Suggestion: caching
-
Hi,
I'd like to make a suggestion to create an option to cache results.
When searching for a profitable strategy backtrader is (in my case, presumably also for others) frequently used to add an indicator or two, rerun, examine the results etc. This involves many iterations, in which many of the same indicators need to be recalculated. By caching the calculated series, lots of computing time can be saved when rerunning. In my opinion it would be a valuable addition to add caching as an option to backtrader.
There are multiple ways caching could be a achieved. One of them would be to create a cache file (that would be (re)written at the end of a run and examined for data already available at the beginning of a run). Maybe the Writer functionality could be used to implement this.
Having a cache, once could avoid calculating the same time and again.
What do you think about this suggestion? Consider it useful?
-
Seems like a sensible idea to save some processing power.
-
@hans, could you approximately measure how much computing power are used for indicator in percents? On it's fraction it depends how much it valuable feature.
-
Without knowing how much computing power @hans is consuming, for the simple case of large optimizations, the same indicator is bound to be calculated on the same data. At a given point in time in which many versions of the different indicators involved in an optimization have been calculated, the next loop may be down to for example just one.
At the same time and due to the
GIL
not allowing proper multi-threading, optimization on multi-core architectures is done with themultiprocessing
module and that means that the calculation of the indicators would have to take place on shared memory (to avoid the overhead of communicating large amounts of data between processes) and that requires departing from the direct usage of themultiprocessing
module. -
my 2 cents..
following approach might work using existing multiprocessing architecture.- since optimization iterations are mainly based on parameters which are passed on as ranges... we might simply consider to compute first, all the indicators which make use of those range based parameters and save all of those to the file, even this could be done by having multiple processes each dedicated to that specific indicator.

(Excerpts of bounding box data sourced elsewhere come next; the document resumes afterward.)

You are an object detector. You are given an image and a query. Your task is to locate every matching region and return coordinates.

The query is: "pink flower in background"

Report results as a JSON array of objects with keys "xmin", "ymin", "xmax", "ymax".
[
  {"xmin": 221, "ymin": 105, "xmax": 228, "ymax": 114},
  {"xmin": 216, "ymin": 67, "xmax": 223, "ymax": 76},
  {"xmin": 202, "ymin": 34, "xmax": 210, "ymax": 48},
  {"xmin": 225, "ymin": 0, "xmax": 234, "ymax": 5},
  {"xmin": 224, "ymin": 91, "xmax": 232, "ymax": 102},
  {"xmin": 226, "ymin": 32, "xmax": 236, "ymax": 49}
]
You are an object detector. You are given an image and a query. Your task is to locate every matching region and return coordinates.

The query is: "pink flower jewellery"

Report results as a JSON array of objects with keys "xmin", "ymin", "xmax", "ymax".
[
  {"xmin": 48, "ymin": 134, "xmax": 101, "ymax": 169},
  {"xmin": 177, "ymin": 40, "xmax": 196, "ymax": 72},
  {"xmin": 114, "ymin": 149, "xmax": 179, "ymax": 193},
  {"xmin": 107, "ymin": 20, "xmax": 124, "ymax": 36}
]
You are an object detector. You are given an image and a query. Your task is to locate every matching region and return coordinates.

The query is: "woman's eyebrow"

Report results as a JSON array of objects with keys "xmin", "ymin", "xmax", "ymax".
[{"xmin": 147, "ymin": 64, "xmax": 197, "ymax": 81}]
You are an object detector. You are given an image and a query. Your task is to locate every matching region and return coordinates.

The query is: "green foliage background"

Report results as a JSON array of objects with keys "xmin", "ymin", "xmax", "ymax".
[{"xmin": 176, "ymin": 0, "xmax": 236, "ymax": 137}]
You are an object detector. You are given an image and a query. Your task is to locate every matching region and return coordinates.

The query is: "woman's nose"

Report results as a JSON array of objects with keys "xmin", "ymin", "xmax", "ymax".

- Once this computation is done, then actual strategy processing should begin using various combinations of those indicators as applicable. It would only need to read the cached data from file in read only mode for that specific indicator, so no worry about locking, this would as well be multiprocessing as is used today, just that indicators have been computed earlier separately.
-
The idea can in theory work, but needs a complete re-implementation of how the indicators work.